Prime Minister Robert Abela said today that any Status of Forces Agreement (SOFA) and the upcoming Moneyval assessment are “distinct from one another.”
The Prime Minister also expressed his surprise at how the government has been criticised for not doing all it can to avoid being greylisted by Moneyval, but has also at the same time been criticised for reacting in such a manner for it to pass the Moneyval assessment.
Abela was asked by journalists about a SOFA which was reported to have been agreed upon with the USA, with the agreement coming as something to possibly instigate a more favourable American review of Malta in the Moneyval assessment later this year.
Initially, Abela refused to react to the reports, saying that if there is an agreement signed it will be signed with complete transparency.
Asked whether the deal is due to money laundering, with the implication being that it is in return for a favourable review from the USA, Abela said that no deal has been signed and that what is discussed in Cabinet must remain confidential, but that any agreement signed will be signed transparently.
However it was here that Abela added a key remark, saying that he is “surprised” at how on one hand there is a push, which he agrees with, to do everything not just to pass the Moneyval test but to fight money laundering in general; and on the other hand there is “resistance that when this government seems to truly be reacting, because it is convinced on its own principles, there is a whole attack for us not to do anything”

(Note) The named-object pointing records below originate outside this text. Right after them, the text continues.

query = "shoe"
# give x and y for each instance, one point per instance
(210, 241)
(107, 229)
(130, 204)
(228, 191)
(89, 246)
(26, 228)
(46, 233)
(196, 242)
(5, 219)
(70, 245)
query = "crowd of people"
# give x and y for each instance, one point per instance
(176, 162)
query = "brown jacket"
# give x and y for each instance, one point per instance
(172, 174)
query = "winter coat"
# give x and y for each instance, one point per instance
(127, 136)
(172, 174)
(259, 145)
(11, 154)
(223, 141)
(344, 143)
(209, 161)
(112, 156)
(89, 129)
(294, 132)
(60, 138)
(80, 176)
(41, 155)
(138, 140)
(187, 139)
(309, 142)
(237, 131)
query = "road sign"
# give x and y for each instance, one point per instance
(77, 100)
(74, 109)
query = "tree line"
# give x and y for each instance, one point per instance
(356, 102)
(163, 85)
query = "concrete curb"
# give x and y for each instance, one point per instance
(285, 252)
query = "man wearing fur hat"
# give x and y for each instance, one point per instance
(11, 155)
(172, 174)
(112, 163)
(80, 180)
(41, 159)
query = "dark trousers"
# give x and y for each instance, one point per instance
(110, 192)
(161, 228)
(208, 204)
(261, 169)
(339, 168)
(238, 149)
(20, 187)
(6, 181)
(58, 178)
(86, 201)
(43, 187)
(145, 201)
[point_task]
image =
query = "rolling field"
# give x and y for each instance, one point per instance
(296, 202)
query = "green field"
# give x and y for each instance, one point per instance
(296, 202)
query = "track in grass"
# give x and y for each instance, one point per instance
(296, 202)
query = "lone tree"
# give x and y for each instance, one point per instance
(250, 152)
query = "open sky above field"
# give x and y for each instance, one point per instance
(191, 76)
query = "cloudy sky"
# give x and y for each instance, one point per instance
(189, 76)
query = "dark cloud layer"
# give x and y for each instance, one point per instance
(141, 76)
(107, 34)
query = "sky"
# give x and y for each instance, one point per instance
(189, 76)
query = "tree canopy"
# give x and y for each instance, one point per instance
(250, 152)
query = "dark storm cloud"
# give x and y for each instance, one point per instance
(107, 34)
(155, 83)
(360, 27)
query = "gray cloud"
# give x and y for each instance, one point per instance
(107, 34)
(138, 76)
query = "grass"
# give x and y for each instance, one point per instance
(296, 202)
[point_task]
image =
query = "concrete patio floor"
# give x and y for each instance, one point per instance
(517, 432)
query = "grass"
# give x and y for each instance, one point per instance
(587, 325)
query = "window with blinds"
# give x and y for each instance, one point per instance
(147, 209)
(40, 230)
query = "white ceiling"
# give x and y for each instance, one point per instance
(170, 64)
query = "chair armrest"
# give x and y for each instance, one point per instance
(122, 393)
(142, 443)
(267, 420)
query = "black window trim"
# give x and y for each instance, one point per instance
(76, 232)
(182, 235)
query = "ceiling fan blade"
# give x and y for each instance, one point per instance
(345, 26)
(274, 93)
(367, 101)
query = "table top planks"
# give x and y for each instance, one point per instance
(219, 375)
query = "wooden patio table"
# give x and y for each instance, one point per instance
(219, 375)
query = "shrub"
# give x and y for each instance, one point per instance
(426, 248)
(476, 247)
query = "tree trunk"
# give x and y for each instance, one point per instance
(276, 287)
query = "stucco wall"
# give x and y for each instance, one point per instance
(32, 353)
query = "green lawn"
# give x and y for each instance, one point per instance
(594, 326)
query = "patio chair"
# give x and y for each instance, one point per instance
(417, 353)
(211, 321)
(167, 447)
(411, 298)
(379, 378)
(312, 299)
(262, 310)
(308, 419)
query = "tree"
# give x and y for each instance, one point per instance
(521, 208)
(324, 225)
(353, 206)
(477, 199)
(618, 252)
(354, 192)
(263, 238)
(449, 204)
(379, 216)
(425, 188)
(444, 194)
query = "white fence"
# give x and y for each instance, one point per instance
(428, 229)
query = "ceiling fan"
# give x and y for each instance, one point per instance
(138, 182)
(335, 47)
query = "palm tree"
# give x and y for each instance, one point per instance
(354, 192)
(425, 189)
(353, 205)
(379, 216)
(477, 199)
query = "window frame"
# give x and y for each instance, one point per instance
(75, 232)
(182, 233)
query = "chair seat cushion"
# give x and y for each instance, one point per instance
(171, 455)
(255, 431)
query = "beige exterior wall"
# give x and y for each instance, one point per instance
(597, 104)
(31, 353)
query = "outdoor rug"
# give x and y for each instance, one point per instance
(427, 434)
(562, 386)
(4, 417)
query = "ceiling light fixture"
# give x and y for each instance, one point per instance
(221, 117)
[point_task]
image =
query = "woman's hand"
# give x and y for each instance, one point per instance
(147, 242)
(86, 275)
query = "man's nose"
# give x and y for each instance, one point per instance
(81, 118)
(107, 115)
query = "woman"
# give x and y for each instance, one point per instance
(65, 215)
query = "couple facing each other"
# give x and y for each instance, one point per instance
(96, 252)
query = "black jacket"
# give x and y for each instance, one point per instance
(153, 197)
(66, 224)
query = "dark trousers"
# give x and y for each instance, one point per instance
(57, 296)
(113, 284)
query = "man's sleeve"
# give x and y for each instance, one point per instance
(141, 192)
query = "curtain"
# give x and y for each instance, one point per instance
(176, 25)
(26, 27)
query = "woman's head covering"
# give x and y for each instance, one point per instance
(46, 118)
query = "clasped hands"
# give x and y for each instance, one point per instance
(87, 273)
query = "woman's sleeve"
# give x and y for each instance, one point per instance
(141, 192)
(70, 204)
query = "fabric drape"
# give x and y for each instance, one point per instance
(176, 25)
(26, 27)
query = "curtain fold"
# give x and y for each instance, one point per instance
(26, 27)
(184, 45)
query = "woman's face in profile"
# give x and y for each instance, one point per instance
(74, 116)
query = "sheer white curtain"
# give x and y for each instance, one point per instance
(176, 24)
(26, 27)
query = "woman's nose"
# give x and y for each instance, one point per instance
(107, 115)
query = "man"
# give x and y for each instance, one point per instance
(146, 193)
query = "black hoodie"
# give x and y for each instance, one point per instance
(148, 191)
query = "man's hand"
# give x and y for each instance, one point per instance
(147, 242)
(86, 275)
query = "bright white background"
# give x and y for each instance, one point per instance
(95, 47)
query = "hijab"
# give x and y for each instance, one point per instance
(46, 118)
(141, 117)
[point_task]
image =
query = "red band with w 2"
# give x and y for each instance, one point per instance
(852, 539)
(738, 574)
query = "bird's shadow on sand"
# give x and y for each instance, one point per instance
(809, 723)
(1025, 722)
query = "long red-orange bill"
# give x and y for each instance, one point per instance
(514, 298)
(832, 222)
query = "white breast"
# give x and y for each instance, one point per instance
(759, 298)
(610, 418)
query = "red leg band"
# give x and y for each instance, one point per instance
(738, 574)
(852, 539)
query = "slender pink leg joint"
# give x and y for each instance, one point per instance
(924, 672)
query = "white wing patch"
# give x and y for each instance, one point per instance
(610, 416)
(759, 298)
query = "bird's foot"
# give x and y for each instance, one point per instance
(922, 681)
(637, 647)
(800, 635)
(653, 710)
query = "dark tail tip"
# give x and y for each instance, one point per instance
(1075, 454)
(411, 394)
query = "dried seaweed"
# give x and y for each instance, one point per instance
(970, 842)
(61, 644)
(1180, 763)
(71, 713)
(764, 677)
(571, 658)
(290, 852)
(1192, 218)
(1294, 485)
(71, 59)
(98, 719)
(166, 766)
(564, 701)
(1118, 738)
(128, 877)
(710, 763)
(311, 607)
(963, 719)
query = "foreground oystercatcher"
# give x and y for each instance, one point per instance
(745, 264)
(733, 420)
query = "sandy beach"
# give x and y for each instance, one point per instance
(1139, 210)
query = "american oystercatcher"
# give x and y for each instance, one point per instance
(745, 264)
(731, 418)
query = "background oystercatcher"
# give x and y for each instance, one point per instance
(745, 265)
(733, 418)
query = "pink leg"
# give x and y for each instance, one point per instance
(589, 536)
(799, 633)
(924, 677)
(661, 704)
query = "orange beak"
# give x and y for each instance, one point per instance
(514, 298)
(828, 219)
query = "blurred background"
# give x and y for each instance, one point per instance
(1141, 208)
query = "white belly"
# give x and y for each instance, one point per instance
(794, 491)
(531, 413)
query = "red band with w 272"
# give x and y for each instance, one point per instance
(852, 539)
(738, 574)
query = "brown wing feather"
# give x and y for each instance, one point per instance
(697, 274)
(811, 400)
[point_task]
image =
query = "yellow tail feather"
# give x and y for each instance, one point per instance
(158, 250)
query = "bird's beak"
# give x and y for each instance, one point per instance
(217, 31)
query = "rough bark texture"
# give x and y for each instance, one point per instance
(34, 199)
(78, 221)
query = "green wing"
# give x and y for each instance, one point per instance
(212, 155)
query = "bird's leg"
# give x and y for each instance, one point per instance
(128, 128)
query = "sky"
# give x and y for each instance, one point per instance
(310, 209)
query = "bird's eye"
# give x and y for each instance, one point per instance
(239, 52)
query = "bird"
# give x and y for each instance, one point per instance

“It’s the same with the reforms we did on rule of law and governance – first there was a lot of criticism because we did nothing when in truth we did a lot; now suddenly it’s like nobody is liking what we are doing – let’s be consistent.”
Abela however clarified when asked again that he could not understand the ties between any SOFA and Moneyval, and said that the two are “distinct from one another.”
Asked by this newsroom about concerns related to how an agreement such as this may affect Malta’s neutrality as stated in the country’s constitution, Abela said that any agreement that may be signed will “safeguard the principles of our constitution and our country’s laws.”
Asked why the agreement has come about now, after years of discussion, so close to the Moneyval assessment, Abela said that the very fact that it has been on the table of discussion for years shows that it has nothing to do with the Moneyval assessment, because years ago there was no such assessment taking place.
The SOFA deal was reported by Times of Malta on Tuesday morning, and will reportedly be one of the key points of discussion in a visit to Malta by the US Secretary of Defence Mark Esper on Wednesday.
Such an agreement establishes the rights and privileges of foreign personnel, including the military, in the host country – in this case, Malta.
Any such deal will have to obtain a two-thirds majority in Parliament before it can come into effect.